Sidi Omar

DÉCOLONISATION : Le représentant du Polisario à l’ONU ridiculise l’ambassadeur du Maroc 

Le représentant permanent du Front Polisario à l’ONU, le  Dr Sidi Mohamed Omar, a réfuté les accusations du représentant marocain, Omar Hilale, sur la situation juridique de la question du Sahara occidental lors de sa participation à la réunion virtuelle du Mouvement des pays non alignés. Le diplomate sahraoui a rappelé à l’opinion publique que la question du Sahara occidental est une question de décolonisation enregistrée par l’ONU au sein de la Commission des politiques spéciales et de la décolonisation (quatrième Commission) et du Comité spécial sur la situation concernant la mise en œuvre de la Déclaration sur l’octroi de l’indépendance aux pays et aux peuples coloniaux. En outre, Sidi Omar a estimé que les «déclarations du représentant du Maroc auprès des Nations unies sur la situation juridique du Sahara occidental ne sont rien de plus que des paroles creuses et un exemple clair de déformation, de falsification des faits afin de consolider son occupation de certaines parties. de la République sahraouie.

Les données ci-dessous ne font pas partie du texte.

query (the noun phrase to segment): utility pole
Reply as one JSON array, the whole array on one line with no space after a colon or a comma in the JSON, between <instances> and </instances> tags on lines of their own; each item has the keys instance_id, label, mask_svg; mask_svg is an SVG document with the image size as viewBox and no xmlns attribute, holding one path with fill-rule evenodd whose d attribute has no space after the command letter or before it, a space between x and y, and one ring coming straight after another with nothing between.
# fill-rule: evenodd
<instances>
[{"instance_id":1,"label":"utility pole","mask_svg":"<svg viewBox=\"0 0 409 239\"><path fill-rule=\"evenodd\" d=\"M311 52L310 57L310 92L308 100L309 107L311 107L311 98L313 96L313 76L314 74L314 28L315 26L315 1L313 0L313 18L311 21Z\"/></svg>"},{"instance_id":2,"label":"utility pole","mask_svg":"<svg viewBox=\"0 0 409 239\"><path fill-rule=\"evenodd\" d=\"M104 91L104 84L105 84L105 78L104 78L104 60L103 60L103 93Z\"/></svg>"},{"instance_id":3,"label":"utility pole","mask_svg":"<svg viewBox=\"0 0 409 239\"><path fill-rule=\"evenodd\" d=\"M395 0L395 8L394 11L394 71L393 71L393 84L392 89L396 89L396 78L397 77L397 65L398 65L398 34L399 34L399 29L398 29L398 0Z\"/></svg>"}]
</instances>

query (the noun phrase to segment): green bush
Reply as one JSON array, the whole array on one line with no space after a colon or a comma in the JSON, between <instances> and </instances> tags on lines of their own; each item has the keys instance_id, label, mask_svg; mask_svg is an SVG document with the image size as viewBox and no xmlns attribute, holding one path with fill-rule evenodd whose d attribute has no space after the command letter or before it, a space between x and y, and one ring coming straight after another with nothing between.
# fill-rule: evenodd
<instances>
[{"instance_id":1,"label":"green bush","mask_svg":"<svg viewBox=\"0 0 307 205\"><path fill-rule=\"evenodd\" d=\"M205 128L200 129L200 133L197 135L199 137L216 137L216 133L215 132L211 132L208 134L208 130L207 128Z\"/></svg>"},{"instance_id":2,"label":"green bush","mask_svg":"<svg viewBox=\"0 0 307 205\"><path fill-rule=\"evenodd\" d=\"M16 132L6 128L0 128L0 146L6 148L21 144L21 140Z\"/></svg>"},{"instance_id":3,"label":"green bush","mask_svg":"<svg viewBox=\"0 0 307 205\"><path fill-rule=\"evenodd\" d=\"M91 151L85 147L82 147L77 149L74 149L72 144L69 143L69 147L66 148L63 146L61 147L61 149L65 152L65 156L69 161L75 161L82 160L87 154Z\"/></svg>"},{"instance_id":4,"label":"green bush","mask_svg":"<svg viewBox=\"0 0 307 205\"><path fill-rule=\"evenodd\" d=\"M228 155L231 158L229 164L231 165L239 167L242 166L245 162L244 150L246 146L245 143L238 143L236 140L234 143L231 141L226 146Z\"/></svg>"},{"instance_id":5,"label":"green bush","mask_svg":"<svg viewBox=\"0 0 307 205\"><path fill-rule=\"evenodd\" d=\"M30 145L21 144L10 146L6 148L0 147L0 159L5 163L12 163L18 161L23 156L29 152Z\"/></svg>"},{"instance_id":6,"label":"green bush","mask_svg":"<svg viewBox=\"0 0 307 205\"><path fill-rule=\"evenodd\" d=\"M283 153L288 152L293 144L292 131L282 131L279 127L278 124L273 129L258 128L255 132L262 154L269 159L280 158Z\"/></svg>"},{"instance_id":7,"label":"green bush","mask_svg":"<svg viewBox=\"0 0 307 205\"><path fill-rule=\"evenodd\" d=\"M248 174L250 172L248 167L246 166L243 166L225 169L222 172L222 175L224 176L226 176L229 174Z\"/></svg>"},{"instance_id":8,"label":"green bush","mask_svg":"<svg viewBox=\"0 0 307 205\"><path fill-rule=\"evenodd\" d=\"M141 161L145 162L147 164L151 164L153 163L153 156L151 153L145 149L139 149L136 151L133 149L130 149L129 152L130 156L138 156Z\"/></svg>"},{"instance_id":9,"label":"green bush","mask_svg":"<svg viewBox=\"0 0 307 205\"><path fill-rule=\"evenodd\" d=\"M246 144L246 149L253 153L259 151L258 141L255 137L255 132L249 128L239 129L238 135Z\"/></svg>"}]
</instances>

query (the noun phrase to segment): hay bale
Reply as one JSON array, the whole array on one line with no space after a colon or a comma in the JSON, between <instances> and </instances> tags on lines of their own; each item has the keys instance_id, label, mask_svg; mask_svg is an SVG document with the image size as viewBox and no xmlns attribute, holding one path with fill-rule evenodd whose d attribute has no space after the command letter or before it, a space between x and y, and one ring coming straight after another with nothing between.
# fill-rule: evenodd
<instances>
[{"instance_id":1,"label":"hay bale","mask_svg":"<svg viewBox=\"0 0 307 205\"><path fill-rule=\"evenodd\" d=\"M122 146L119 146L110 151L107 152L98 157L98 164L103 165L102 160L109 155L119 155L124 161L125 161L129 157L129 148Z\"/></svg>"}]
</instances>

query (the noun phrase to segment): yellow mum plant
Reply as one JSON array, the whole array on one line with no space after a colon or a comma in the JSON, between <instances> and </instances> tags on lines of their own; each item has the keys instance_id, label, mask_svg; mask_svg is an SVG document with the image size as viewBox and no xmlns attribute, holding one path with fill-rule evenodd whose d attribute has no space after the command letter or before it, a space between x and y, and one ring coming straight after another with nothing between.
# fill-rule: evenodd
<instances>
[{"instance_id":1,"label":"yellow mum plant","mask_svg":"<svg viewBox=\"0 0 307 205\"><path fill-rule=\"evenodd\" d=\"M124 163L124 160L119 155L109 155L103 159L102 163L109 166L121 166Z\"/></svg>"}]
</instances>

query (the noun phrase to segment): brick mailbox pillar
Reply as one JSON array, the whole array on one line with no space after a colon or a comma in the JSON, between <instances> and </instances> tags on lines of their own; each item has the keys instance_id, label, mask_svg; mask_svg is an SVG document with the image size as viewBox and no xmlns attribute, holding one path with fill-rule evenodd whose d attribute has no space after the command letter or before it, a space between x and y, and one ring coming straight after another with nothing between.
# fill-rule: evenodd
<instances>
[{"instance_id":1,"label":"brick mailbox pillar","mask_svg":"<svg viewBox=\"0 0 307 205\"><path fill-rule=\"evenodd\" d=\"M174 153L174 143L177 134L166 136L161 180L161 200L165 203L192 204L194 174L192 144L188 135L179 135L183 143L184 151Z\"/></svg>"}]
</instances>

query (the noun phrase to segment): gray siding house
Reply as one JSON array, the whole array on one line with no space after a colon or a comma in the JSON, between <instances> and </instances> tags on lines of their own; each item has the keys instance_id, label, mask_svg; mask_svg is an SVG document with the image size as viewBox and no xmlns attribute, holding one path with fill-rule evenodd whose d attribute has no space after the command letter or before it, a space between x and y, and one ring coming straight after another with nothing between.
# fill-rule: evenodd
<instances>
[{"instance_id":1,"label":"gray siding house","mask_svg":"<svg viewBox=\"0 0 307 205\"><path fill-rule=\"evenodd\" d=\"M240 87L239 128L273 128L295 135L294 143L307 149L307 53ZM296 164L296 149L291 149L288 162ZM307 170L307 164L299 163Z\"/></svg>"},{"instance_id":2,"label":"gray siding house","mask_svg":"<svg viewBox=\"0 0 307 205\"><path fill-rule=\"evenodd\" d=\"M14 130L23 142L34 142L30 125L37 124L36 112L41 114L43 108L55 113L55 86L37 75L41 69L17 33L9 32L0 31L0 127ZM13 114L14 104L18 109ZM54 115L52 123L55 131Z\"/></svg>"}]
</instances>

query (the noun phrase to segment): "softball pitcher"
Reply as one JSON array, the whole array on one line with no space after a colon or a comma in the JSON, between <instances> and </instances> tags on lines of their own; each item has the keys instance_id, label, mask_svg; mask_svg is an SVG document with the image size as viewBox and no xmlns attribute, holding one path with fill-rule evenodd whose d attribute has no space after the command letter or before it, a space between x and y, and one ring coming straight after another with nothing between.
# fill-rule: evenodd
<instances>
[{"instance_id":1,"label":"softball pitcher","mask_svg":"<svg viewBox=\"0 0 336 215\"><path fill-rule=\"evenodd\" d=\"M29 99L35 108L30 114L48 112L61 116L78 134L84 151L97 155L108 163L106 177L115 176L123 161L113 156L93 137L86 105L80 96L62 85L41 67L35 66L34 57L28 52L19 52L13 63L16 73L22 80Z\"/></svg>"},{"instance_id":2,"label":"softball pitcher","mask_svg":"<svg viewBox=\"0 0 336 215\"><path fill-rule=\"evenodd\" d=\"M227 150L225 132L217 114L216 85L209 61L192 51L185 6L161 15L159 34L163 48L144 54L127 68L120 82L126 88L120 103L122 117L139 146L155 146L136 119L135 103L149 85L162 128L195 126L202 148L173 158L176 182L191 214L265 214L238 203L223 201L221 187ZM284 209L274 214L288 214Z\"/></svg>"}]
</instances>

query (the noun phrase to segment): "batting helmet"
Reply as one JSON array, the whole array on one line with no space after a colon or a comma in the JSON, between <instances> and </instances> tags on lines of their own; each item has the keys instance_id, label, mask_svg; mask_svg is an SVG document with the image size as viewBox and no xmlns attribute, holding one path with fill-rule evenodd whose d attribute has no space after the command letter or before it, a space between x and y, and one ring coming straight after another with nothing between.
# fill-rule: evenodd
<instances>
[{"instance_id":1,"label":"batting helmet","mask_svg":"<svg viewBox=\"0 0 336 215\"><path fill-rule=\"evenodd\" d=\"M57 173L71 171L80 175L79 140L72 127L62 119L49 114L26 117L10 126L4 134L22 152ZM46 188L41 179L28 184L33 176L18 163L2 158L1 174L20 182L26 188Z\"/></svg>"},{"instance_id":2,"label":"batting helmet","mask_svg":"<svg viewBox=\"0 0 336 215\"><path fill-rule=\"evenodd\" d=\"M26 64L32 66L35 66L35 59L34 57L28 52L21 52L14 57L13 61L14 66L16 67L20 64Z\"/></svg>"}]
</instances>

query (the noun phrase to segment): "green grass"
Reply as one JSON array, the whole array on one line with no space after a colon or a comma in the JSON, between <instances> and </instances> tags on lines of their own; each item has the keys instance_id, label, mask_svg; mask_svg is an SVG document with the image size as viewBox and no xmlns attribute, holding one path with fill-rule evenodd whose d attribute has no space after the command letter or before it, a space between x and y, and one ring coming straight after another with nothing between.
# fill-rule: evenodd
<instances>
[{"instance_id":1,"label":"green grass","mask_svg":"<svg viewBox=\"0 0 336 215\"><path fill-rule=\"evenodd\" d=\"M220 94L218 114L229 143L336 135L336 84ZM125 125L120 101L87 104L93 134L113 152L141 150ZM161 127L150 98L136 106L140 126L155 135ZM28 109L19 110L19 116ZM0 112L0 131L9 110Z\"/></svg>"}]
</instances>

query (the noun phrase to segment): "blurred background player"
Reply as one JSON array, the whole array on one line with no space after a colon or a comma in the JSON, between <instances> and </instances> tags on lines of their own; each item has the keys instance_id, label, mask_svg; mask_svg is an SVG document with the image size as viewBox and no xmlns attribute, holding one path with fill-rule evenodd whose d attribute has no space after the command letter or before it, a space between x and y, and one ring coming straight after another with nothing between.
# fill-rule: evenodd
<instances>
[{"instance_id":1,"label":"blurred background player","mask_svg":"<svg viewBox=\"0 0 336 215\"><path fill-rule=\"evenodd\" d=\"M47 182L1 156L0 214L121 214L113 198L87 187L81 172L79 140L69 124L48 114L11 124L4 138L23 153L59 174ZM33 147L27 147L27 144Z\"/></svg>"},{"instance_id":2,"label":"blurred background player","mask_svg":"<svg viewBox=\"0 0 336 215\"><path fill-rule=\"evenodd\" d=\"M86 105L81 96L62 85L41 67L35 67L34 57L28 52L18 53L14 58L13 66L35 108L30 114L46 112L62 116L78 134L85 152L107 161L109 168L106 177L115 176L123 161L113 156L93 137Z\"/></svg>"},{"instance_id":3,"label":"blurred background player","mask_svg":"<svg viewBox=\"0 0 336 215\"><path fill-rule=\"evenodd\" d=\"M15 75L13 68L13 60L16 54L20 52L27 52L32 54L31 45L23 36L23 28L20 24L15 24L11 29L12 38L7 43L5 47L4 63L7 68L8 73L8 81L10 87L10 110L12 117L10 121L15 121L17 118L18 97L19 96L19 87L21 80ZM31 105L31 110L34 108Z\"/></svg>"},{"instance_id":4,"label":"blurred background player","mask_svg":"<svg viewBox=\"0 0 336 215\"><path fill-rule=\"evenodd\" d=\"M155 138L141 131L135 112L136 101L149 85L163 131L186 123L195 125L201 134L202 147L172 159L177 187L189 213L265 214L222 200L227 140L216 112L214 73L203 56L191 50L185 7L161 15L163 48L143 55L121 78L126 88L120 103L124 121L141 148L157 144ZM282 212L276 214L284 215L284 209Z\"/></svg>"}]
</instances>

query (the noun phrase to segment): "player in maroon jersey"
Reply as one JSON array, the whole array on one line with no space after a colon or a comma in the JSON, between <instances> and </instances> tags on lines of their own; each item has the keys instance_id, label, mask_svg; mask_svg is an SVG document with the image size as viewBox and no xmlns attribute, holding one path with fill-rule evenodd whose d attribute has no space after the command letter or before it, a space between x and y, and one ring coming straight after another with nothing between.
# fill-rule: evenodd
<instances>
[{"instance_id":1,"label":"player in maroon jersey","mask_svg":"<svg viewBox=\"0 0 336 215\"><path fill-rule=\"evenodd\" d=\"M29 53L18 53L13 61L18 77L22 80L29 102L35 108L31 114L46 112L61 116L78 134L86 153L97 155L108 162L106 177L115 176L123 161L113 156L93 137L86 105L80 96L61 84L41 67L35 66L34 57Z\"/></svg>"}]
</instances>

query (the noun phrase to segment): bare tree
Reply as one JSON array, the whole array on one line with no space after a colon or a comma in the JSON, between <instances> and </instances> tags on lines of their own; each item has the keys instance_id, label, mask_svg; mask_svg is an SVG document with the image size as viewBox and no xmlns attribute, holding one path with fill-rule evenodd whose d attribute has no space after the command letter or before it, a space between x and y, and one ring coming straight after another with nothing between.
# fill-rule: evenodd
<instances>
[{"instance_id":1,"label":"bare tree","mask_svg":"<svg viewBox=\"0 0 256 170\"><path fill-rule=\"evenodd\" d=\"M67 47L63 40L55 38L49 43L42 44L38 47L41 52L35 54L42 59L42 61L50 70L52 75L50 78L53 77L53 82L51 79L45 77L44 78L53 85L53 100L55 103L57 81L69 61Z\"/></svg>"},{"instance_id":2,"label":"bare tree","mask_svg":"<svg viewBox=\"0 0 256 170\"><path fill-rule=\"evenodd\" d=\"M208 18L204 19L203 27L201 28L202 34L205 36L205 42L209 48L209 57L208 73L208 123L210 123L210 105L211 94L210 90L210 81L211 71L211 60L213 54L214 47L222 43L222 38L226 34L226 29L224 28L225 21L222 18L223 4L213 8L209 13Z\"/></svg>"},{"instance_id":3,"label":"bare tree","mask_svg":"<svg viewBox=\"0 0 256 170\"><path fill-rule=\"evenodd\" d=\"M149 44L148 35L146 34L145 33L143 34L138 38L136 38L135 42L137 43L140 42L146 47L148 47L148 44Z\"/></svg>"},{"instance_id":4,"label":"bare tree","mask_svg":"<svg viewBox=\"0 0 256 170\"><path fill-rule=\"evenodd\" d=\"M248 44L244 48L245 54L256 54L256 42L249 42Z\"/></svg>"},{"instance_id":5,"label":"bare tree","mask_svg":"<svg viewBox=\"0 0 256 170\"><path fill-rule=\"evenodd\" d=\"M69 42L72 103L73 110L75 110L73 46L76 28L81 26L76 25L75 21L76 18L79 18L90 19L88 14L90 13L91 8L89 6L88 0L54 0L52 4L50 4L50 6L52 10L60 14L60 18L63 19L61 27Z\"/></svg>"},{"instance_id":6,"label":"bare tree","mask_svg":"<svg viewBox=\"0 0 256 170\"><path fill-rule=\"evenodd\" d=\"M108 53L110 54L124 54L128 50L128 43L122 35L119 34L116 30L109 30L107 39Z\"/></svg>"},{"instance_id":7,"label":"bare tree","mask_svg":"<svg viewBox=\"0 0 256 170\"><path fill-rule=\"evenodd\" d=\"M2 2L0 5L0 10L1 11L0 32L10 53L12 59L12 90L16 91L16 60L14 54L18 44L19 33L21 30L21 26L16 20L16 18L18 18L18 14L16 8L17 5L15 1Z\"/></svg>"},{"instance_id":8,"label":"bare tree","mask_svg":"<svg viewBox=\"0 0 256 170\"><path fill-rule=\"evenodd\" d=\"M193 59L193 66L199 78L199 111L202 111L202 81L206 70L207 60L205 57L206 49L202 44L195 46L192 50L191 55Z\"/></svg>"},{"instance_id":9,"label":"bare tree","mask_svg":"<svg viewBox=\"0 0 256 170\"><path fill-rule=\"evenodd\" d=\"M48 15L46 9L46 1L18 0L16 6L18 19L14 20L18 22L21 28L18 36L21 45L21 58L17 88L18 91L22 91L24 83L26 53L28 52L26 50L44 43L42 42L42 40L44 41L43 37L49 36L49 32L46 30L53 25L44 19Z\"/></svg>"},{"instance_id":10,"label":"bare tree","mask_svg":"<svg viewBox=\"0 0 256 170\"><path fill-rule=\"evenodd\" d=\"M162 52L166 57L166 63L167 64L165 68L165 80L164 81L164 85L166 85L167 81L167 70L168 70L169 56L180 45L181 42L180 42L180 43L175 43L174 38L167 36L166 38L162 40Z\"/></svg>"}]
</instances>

Le représentant marocain qui est souvent la risée de ses pairs à l’ONU s’est une fois de plus ridiculisé  en affirmant à tort que la question du Sahara occidental n’était pas une question de décolonisation et que son pays avait « récupéré » le territoire en 1975 « en vertu de l’arrangement de Madrid. Selon la charte des Nations unies, Sidi Omar a rappellé qu’il est  « indéniable que le Sahara occidental est sans aucun doute une question de décolonisation. Il existe suffisamment d’arguments juridiques et historiques pour répondre aux accusations infondées du représentant marocain; les déclarations officielles faites par les représentants marocains auprès des Nations unies avant que la puissance occupante n’envahisse illégalement le Sahara occidental le 31 octobre 1975 ».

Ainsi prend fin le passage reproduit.